It was in this household – where Handel found himself not the servant-musician he would probably have been in Saxony but an honoured guest – that the composer’s old Lutheran musical language blossomed into new Italian Baroque: highly charged and fulsomely melodic as opposed to intricately contrapuntal.
More importantly, though, the lessons learned in Ottoboni’s palace were repeated in the great Roman basilicas. Handel’s first significant liturgical commission, the sprawling 1707 setting of Psalm 109, Dixit Dominus, was written for the Colonna family church of S Maria Montesanto in Piazza del Popolo; and it set the tone for what would follow, with soloists, chorus and strings very much in the Corelli style. Very much not Lutheran.
Further settings of extended Vesper Psalms, Laudate Pueri and Nisi Dominus (the latter for the feast of Our Lady of Carmel at S Maria Montesanto), confirmed how far he’d travelled from the world of Luther. And so did his still larger Easter oratorio La Resurrezione, with its sweeping gestures and vivid word-painting.

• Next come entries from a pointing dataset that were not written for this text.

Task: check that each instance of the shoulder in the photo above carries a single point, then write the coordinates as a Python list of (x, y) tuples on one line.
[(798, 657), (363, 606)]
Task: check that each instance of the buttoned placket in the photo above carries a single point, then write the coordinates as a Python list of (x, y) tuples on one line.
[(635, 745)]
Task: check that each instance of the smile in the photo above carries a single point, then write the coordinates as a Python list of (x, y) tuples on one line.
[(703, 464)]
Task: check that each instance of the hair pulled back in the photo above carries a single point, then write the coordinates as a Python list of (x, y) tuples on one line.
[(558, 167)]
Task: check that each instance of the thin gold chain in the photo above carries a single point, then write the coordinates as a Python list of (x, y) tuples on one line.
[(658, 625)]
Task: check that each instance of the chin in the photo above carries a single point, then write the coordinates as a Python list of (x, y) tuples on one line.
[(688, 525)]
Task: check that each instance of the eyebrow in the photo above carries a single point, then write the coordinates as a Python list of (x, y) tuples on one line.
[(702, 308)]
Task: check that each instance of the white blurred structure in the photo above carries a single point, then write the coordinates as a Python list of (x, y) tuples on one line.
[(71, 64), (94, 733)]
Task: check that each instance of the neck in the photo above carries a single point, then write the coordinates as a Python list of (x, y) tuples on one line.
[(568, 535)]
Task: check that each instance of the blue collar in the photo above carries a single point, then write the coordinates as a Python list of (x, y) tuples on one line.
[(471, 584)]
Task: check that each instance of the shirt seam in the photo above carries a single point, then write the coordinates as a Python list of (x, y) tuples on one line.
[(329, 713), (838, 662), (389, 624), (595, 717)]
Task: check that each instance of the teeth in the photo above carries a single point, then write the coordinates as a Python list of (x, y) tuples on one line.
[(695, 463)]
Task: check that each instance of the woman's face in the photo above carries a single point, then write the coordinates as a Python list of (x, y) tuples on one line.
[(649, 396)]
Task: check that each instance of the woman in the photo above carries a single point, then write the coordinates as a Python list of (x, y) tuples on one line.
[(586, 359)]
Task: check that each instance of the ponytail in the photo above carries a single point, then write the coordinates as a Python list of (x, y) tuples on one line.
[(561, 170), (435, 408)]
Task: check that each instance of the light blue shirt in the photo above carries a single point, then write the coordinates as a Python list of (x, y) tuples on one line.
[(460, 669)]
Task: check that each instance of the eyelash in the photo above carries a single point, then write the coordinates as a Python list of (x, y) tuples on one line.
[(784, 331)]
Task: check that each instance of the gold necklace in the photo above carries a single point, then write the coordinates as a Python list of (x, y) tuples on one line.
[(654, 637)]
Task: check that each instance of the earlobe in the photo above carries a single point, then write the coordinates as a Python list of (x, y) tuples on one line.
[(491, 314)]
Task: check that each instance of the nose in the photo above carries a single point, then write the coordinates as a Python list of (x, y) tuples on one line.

But events surrounding Resurrezione indicated that he wasn’t totally ready to follow the Vatican line on performing etiquette. Against the rules, he cast a female voice for the soprano solos – until word reached Clement X, who promptly intervened and threatened the lady with a flogging if she dared to sing. She didn’t.
Papal interventions were, in fact, a common problem for musicians functioning in early 18th-century Rome – to an extent that raises questions about why the youthful Handel chose to be there. He had come to Italy, as Mainwaring quaintly describes it, “on his bottom” – which is to say, at his own initiative and expense. And for all that he stood to gain from writing church music and dining with cardinals, his real agenda was Italian opera – which was unavailable in Rome because a previous pontiff, Innocent XII, had closed the opera houses on the grounds that they defiled the city.

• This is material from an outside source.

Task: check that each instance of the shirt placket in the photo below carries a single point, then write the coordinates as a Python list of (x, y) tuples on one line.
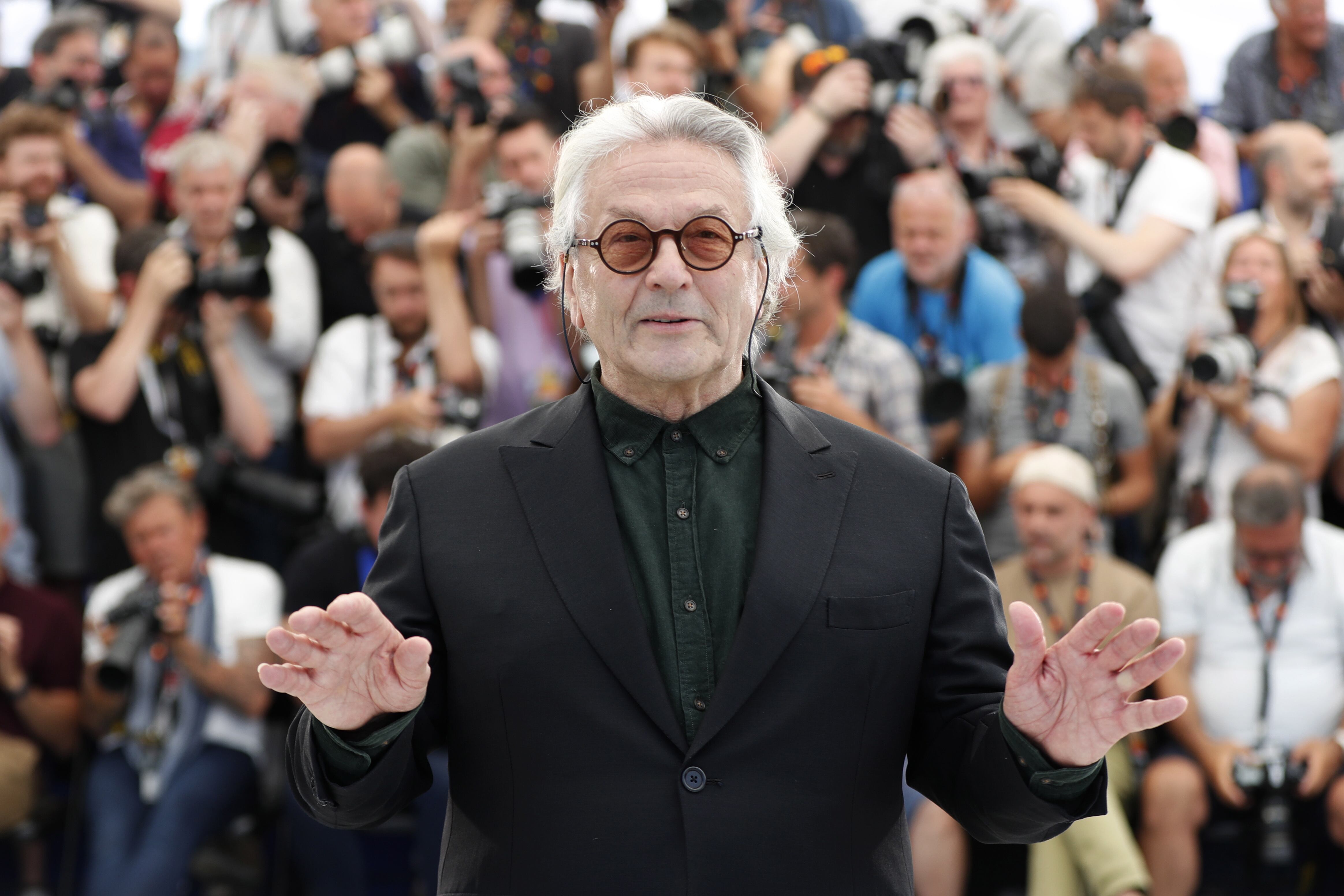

“Lack of opera meant that he was never going to stay in Rome,” says Cunningham. “He was essentially a tourist, albeit lingering because the Romans treated him so well. And that might just explain why he was prepared to get so involved with the Catholic Church but not actually convert. We know he was under pressure to do so, and he certainly wasn’t hostile to Catholicism. But if he saw his future as likely to take him back into Protestant territory, conversion would only cause problems. So he stayed as he was.”
Whatever reasons kept him Lutheran, Handel ranks among the most devout of all the great composers. When he set a Christian text, he meant it. Every word. And his declared hope was to die at Easter, which was more or less allowed him. Handel died on Easter Saturday 1757, faithful to the ways in which, as Mainwaring tells us, he was born and bred. But no doubt tempted by his cardinals – and with a string sound that bears testimony to it.